An example check function:

def must_start_with_capital(item: str) -> bool:
    if not isinstance(item, str):
        raise TypeError(f"expected type str but got {type(item)}")
    return item[0].isupper()

The name of the function is the error that the user will see if the check fails.

E.g.

must_start_with_capital("example")
# False

This means the output will list the cell location, the value "example" and the name of the function that failed to clearly inform the user of the required fix: "example": "must_start_with_capital. ". The warning ends with a full stop and space to allow the chaining of warnings for multiple fails: "example ": "must_start_with_capital. must_not_end_with_whitespace. ".

_validation_utils.py

Contains the utils that are used by multiple of the validation checks.

Per tab validation checks

The rest of the files are the validation checks for each of the tabs. The structure of a function is as follows:

def validate_Variables_personally_identifiable_information(
    values: Sequence,
) -> Tuple:
    hard_checks = [
        # checks from the validation checks are put in this list
        # they must not be called though
        vc.must_meet_condition,
        vc.must_meet_another_condition,
    ] + STRING_HYGIENE_CHECKS
    soft_checks = []
    return check_fails(values, hard_checks), check_fails(values, soft_checks)
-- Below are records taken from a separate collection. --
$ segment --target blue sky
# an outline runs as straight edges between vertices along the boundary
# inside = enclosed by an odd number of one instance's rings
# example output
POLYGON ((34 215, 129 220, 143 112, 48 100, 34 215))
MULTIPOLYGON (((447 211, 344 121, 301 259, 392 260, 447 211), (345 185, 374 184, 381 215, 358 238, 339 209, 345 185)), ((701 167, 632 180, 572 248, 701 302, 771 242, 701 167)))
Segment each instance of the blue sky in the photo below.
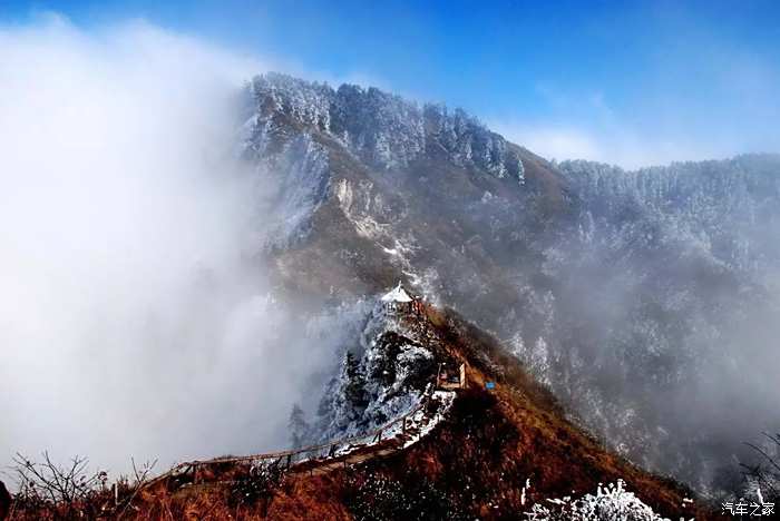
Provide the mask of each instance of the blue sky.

The function naming standard is validate_{TabName}_{variable_name}(). The tab name should be in CamelCase, and the variable name should be in snake_case, this is to differentiate between the two.

The function must only take a Sequence of values and return check_fails() for each of the hard and soft checks.
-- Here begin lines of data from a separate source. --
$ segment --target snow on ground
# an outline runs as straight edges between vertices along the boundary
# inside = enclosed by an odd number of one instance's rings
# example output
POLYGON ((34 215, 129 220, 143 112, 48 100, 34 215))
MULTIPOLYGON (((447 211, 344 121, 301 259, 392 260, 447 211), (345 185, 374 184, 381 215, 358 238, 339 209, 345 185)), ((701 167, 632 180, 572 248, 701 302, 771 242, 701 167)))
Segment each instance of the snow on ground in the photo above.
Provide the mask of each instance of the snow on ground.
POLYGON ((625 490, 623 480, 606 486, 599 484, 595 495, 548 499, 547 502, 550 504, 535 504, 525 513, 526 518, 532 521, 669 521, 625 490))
Hard checks are conditions that can be conclusively measured automatically. Failing a hard check means that something is definitely wrong and needs changing. This also means that hard check fails will usually also cause an ingest failure if untreated, since the ingest process also has fixed expectations about machine-readable content and formats.

Soft checks are checks that require inspection, but not necessarily action, if they fail. Either they cover preferences that aren't strict requirements, or they involve checking something that can't be perfectly measured automatically. For example, we may expect a certain style of response most of the time, but there may be corner cases where unusual answers are still acceptable and correct.
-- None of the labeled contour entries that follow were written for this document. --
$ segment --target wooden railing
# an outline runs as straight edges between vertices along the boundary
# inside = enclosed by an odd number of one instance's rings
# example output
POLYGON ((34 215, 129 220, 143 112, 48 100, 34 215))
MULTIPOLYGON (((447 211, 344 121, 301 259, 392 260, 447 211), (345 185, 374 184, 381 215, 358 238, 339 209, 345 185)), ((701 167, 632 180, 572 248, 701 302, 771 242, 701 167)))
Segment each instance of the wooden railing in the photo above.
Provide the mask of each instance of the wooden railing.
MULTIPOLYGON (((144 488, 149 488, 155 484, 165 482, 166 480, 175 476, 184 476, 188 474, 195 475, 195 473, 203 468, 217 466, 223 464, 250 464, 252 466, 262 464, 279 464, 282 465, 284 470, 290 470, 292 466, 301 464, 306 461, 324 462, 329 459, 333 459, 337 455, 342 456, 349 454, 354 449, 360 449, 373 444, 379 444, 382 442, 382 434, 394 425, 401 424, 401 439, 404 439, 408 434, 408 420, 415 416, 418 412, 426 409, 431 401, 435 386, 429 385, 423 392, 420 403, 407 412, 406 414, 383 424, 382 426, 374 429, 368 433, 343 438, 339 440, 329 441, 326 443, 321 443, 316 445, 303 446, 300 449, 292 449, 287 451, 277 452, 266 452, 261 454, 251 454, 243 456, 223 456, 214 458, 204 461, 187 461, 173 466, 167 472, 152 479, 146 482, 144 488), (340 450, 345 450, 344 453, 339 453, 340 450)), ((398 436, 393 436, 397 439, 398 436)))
The output returns hard check and soft check fails as dictionaries.

Note that STRING_HYGIENE_CHECKS are common to most string-type variables, and includes checking for leading and trailing spaces, as well as double spaces.

MetadataCell and MetadataValues

MetadataCell

These objects help translate the data from the excel file into manipulatable entities. MetadataCells store the following attributes about a variable from the template:

@attr.define
class MetadataCell:
    tab: str                # the tab the variable is from
    name: str               # the name of the variable
    ref_cell: str           # the cell that the name is stored in the template
    value_col: str          # the column the values are stored: e.g. "F"
    column: bool            # True if the variable is an entire column, False if it's a single cell
    row_start: int          # the index that the values start at
    mandatory: bool         # if the values are mandatory
    enum: list              # the dropdown that the values must be from (if applicable)
    datatype: Callable      # the expected datatype (Python native): str, int, float
    func: Callable          # the validation function 

MetadataValues

These consist of a MetadataCell object and values. they have a validate() method which performs the majority of the work. Populating the hard_fails and soft_fails attributes.

@attr.define
class MetadataValues:
    cell: MetadataCell      # MetadataCell object that stores the variable details
    values: list            # values extracted from the excel template
    hard_fails: dict        # the fails from the hard validation checks
    soft_fails: dict        # the fails from the soft validation checks

There is a simplified version of the validate() method below to show the flow:

    def validate(self) -> None:
        none_fails, enum_fails, hard_fails = {}, {}, {}

        # convert all nones to str representation this is important for the
        # fail dicts
        none_set = [None, np.nan]
        self.convert_set_to_string(none_set)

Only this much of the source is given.